Well I have done it! I have officially embarked on my new career as a Wilderness and Expedition Medicine physician. And maybe even more remarkably, I have created my own domain and started a blog. For a gal who is not even on Facebook, this is no small feat.
Let’s back track a little here, and get to the “about me” section. So I’m a small town Midwest girl who recently became a board certified Emergency Medicine physician. I love all things outdoor and have an insatiable appetite for seeing the world. After less than a year at an inner city ER, I decided that this was not the big life that I had envisioned for myself. So I applied to Wilderness Medicine fellowships and was luckily enough to snag one in Upstate New York. First order of business as a fellow — acting as part of the medical team for a multi-staged foot race in Cambodia.
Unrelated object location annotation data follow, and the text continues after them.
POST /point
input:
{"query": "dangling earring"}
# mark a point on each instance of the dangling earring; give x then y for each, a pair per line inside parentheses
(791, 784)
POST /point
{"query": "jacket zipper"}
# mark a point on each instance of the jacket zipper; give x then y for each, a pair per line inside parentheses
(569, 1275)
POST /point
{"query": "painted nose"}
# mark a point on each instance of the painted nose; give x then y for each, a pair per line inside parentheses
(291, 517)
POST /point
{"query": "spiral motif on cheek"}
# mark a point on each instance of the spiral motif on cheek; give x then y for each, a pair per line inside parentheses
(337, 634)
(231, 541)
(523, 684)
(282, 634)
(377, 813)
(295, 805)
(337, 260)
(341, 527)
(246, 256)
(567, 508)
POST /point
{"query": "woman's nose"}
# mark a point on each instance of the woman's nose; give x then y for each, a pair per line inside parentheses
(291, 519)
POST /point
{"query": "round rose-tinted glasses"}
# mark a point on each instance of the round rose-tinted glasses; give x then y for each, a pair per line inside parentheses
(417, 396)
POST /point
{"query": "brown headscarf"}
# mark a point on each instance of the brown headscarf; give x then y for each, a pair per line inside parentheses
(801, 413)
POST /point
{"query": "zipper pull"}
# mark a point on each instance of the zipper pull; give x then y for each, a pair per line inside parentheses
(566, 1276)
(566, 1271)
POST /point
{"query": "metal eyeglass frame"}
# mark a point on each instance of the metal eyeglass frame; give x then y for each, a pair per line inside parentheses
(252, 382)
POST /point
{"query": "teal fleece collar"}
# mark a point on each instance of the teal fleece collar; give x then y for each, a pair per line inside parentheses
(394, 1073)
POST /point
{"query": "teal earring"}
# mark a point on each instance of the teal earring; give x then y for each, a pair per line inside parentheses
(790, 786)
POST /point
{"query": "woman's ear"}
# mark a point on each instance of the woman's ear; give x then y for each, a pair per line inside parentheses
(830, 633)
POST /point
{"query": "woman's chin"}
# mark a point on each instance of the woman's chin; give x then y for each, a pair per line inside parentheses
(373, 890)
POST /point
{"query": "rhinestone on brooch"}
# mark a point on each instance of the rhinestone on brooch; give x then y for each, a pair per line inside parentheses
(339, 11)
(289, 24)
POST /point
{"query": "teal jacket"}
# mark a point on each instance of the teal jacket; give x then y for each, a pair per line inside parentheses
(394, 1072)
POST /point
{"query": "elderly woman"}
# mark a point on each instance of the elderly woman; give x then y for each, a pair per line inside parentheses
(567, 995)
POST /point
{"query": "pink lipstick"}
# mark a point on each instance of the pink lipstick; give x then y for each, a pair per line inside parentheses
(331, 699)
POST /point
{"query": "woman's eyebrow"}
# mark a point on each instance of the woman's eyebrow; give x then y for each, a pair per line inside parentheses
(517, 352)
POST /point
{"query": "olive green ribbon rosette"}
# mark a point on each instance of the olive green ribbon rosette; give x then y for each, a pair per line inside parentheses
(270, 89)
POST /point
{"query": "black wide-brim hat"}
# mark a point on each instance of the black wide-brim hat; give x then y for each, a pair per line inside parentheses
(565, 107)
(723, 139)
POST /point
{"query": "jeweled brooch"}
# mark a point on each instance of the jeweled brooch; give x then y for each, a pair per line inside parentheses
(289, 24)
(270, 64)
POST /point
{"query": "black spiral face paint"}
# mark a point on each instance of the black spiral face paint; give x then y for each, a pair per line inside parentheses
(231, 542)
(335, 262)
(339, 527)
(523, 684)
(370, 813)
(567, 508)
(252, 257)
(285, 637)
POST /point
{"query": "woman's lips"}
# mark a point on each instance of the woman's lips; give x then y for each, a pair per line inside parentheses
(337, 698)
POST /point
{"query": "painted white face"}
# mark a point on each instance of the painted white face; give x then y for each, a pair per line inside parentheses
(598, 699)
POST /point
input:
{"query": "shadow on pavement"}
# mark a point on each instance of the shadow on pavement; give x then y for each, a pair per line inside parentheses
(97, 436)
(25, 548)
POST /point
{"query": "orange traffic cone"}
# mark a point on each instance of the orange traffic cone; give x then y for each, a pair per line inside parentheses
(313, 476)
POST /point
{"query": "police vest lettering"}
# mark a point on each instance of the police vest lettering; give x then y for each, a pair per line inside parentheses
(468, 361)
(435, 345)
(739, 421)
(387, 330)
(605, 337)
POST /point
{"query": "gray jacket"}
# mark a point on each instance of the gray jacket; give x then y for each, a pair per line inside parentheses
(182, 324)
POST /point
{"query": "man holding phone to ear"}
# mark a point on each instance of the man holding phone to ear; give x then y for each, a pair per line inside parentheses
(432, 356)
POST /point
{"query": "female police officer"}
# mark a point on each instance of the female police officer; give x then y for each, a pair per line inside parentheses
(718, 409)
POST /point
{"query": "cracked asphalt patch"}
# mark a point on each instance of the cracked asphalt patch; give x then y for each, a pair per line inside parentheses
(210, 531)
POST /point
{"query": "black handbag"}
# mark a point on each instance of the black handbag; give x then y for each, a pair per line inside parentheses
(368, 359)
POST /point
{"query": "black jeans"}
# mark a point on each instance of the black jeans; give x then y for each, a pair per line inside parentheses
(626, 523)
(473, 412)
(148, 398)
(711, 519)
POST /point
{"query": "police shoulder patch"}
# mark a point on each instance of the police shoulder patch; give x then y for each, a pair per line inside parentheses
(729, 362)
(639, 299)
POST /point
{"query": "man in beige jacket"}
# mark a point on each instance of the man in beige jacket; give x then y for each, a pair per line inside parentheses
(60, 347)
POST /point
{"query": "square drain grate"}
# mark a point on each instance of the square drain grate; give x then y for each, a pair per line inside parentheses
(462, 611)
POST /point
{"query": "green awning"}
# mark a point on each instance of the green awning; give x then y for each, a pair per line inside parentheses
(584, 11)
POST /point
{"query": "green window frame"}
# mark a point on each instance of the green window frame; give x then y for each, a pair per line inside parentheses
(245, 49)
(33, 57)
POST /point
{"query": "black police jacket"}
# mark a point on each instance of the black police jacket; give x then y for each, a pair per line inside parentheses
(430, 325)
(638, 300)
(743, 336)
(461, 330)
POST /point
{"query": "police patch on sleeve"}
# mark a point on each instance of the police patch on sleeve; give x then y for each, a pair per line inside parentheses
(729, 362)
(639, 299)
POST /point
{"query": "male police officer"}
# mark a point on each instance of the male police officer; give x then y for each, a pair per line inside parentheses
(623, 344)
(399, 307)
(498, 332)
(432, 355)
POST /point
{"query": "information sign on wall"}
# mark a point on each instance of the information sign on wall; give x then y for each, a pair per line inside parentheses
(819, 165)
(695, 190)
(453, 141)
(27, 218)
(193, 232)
It was overwhelming to get all of my equipment and supplies together, but next thing I knew, I was flying to Cambodia via China. I figured that if I could get through China on my own okay, I should be fine the rest of the trip. After 35 hours of travel, I finally arrived in Phnom Penh. The next few days were a blur a checking racers in, and getting brief medical histories of all 43 racers. The race started at the gateway of a Buddhist Monastery. The race was 220km over the course of 6 staging days. I could not have been more impressed with the mental and physical toughness of the racers. The first night, 14 runners got sick with food poisoning. It was 90 degrees and humid, even at night. There were no toilet facilities, let alone a comfortable place to lie down and get cool. I was starting to get worried that we were going to have to get some of the participants out of the Jungle. But everyone toughed it out with the help of copious amounts of zofran and finished the 29 km stage the next day! After that rough first night, it was smooth sailing. It was mostly some continued nausea in the heat and lots and lots of blisters. I’ve never popped and taped so many blisters in my life! It was emotional to watch the group cross the finish line at the historic and iconic Angkor Watt the final day. I really got to know everyone on the staff as well as all 43 runners. The travel, the camaraderie, along with amazing and exotic new experiences definitely made me confident that I have made the right career choice.